Published in "The NYC Jazz Record", May 2018
NY@Night:
WILLIAM HOOKER
“The Great Migration”, Apr 5, 2018
Roulette, Brooklyn NY
by John
Pietaro
The vision
of master drummer William Hooker artfully extends beyond the fourth wall,
through time and space, conjuring jazz’s socio-political foundation. With the
multi-media piece “The Great Migration”, he traces the northward path of
African Americans and through pre-recorded interviews, the lives of elders Nannie
Lampkin and Alton Brooks, both pridefully present in the audience. Still, most
of the action took place onstage.
The stories
were intertwined with powerful music, mostly live but also through early recordings
of spirituals and a haunting chain-gang song. Hooker’s ensemble of Ras Moshe (tenor
saxophone), Eriq Robinson (electronics), Mara Rosenbloom (piano), William
Parker (bass), David Soldier (violin, banjo) and Ava Mendoza (guitar) shook the
sturdy house with searing improvisations that painted an aural manifesto of the
Black experience; the band’s free jazz, the living embodiment of liberation.

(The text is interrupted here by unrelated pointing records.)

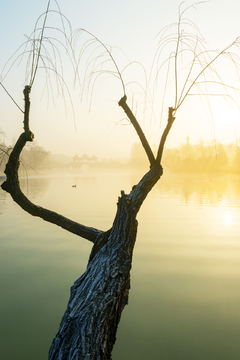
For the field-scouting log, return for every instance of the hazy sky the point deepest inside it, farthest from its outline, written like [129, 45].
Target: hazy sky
[131, 26]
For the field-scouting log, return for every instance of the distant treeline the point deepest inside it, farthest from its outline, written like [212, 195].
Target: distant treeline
[201, 157]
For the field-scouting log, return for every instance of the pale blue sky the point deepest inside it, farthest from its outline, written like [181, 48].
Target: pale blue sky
[130, 25]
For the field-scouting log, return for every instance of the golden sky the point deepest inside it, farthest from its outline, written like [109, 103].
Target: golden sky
[131, 26]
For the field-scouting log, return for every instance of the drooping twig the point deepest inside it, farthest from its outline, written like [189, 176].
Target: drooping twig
[138, 129]
[171, 119]
[12, 185]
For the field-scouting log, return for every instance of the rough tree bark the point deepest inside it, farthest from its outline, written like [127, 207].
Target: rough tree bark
[89, 325]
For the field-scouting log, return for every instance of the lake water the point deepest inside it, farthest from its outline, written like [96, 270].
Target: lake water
[185, 283]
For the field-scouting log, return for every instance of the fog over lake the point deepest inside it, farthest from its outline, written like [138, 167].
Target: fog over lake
[185, 294]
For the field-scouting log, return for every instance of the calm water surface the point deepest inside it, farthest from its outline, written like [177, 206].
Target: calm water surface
[185, 290]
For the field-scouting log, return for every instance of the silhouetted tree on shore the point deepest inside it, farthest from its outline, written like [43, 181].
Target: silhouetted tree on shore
[89, 325]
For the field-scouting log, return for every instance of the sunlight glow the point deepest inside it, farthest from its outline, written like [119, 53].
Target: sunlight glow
[227, 218]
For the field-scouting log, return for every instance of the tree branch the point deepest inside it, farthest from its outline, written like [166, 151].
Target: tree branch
[171, 119]
[138, 129]
[12, 186]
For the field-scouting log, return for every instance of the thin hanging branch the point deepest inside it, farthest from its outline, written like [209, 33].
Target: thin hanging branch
[12, 185]
[138, 129]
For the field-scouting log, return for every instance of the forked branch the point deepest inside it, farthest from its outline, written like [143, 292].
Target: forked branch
[171, 119]
[138, 129]
[12, 185]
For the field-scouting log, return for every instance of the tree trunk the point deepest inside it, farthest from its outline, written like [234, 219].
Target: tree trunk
[89, 325]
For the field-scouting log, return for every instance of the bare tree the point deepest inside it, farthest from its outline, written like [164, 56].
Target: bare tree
[89, 325]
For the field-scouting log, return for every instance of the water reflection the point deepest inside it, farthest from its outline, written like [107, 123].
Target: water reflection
[202, 189]
[185, 294]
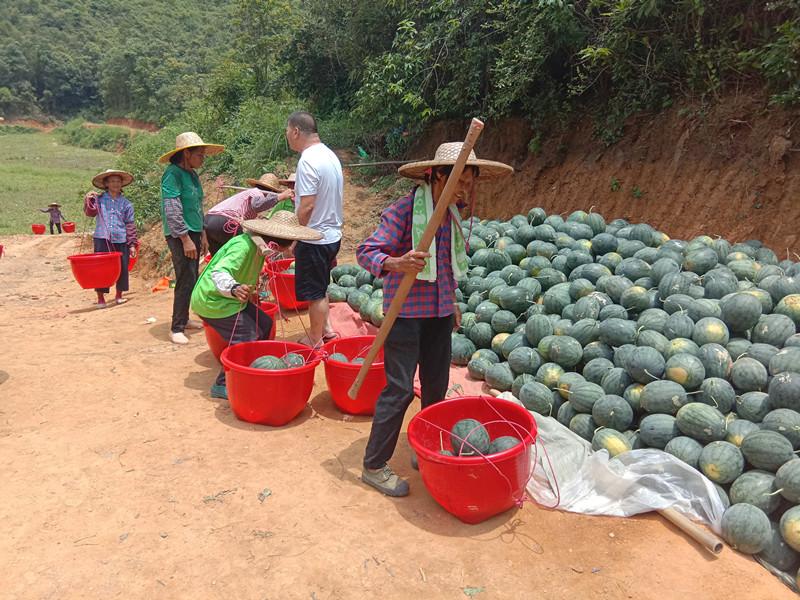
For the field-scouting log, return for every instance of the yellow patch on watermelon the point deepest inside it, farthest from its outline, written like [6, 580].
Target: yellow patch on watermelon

Moshe, as always, played with compelling passion, Mendoza’s features were
downright gripping and the electronics of Robinson tore up the soundscape.
The
leader’s composed melodies guided the action, particularly a blues hook so
prominent in Parker’s bass, often varied fluidly by the others. The music,
emotively directed by Hooker, recalled the rural south sans any trace of parody
(Soldier’s fiddle was exceptional here but his banjo needed stronger
amplification), while other sections were ethereal and expansive (Rosenbloom,
yes!). Dancer Goussy Celestin’s majestic segments flanked the production and she,
Jeremy Grosvenor and Hooker also acted as narrators. So vital is this epic
work, right now, that a lack of future productions would simply be criminal.